Soleil rayonnant, ciel bleu, plage, graffiti : « Welcome to Marseille ? Nique Paris ». Le décor est planté dès le plan d’ouverture. Nul doute, nous sommes bien dans la Cité phocéenne, plus exactement au Bain des Dames, petit bout de plage proche de la Pointe Rouge. C’est dans cette ambiance de vacances qu’une bande de copines septuagénaires marseillaises se retrouve pour profiter de la chaleur de l’été et discuter. Leurs accents chantants plongent l’auditoire dans une série de chamailleries et de conversations qui traversent les âges. Pour sa première réalisation, Margaux Fournier livre une fresque, forcément non exhaustive, de Marseille, de ses habitantes et de leurs singularités. Si au départ, elle imaginait ce projet simplement pour internet, elle ne mesurait pas encore l’ampleur que prendrait Au bain des dames.

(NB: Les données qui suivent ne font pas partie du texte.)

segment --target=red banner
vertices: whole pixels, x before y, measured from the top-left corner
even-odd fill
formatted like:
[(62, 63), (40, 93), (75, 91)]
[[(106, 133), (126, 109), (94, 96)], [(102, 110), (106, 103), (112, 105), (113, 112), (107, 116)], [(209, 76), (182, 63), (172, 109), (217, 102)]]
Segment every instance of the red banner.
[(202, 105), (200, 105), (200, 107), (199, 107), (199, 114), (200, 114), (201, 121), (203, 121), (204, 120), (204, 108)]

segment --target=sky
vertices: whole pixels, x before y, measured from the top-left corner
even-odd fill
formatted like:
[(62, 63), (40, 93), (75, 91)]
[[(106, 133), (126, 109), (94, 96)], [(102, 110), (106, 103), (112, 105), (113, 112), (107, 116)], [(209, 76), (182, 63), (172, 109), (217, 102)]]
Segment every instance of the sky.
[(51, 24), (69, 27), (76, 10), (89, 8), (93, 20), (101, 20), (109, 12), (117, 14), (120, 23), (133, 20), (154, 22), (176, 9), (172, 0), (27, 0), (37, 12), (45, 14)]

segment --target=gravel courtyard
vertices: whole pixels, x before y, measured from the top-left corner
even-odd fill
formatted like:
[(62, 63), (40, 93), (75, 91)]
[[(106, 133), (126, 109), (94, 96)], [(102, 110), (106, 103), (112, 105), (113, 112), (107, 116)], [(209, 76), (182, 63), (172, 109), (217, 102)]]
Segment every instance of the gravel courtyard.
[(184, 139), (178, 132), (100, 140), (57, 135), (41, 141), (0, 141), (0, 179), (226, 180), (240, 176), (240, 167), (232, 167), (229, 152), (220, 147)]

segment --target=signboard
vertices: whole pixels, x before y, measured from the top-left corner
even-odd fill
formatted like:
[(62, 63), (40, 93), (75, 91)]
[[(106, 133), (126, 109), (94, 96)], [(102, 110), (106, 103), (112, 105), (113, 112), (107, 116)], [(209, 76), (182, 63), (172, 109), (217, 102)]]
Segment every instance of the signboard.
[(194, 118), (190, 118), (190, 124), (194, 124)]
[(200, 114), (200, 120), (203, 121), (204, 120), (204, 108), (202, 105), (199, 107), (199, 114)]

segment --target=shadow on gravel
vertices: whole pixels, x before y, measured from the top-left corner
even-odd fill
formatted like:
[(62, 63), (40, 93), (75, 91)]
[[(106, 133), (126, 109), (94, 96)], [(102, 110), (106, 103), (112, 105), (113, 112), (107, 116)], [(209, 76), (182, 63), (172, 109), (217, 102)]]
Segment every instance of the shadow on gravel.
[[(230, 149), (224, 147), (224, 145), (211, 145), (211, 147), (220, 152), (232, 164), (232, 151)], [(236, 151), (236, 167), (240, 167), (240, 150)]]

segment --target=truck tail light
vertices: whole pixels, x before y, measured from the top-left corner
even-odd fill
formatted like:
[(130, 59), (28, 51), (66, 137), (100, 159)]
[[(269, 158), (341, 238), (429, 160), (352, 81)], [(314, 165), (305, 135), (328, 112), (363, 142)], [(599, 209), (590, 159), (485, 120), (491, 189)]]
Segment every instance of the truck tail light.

Une success story à la plage
En juin, alors en repérage sur les plages marseillaises, Margaux Fournier fait la rencontre de ce groupe et découvre chez elles des personnalités presque fictionnelles. Ni une ni deux, l’évidence est là. Si certain·es réalisateur·ices mettent des années à écrire, la réalisatrice marseillaise travaille quant à elle dans la spontanéité. Très vite, le projet naît au détour du hasard de cette rencontre.
À travers son visuel coloré, la plage s’impose comme un décor évident, évoquant à la fois des souvenirs d’enfance mais aussi symbole d’un espace réflexif où les corps sont de fait exposés. « La plage est un lieu où l’on est particulièrement vulnérable. On est presque nu, on dort, on se laisse aller. »
Vieillir sous le soleil
À coup de verve, la bande de copines parle de tout et de rien : de leurs corps, d’amour, de sexualité, du temps qui passe. « Je ne veux pas que ça dure, je n’ai pas envie de m’attacher », confie l’une d’entre elles en parlant d’un homme qu’elle a rencontré sur internet. Comme si, finalement, d’une tranche d’âge à l’autre, les conversations avaient peu changé.
Loin de livrer une vision faussement optimiste du vieillissement, la réalisatrice tisse une toile sensible et complexe autour de l’âge : la violence du regard social, les complexes, mais aussi la joie de vivre. « Vieillir n’est pas facile, et on ne peut pas demander aux femmes d’aimer chaque partie de leur corps. » Des corps parfois traversés par des violences et une génération marquée par le silence d’avoir été victime.
La caméra laisse une place importante à la parole. Au fil des séquences, le film prend une dimension politique autour du corps des femmes, du vieillissement et de leur place dans l’espace public. À l’heure où le cinéma manque encore de représentations de la vieillesse, Au bain des dames expose des portraits sensibles : des visages, des corps, des expressions qui n’ont rien à envier à d’autres. Un premier pas dans le monde du cinéma prometteur pour la réalisatrice marseillaise.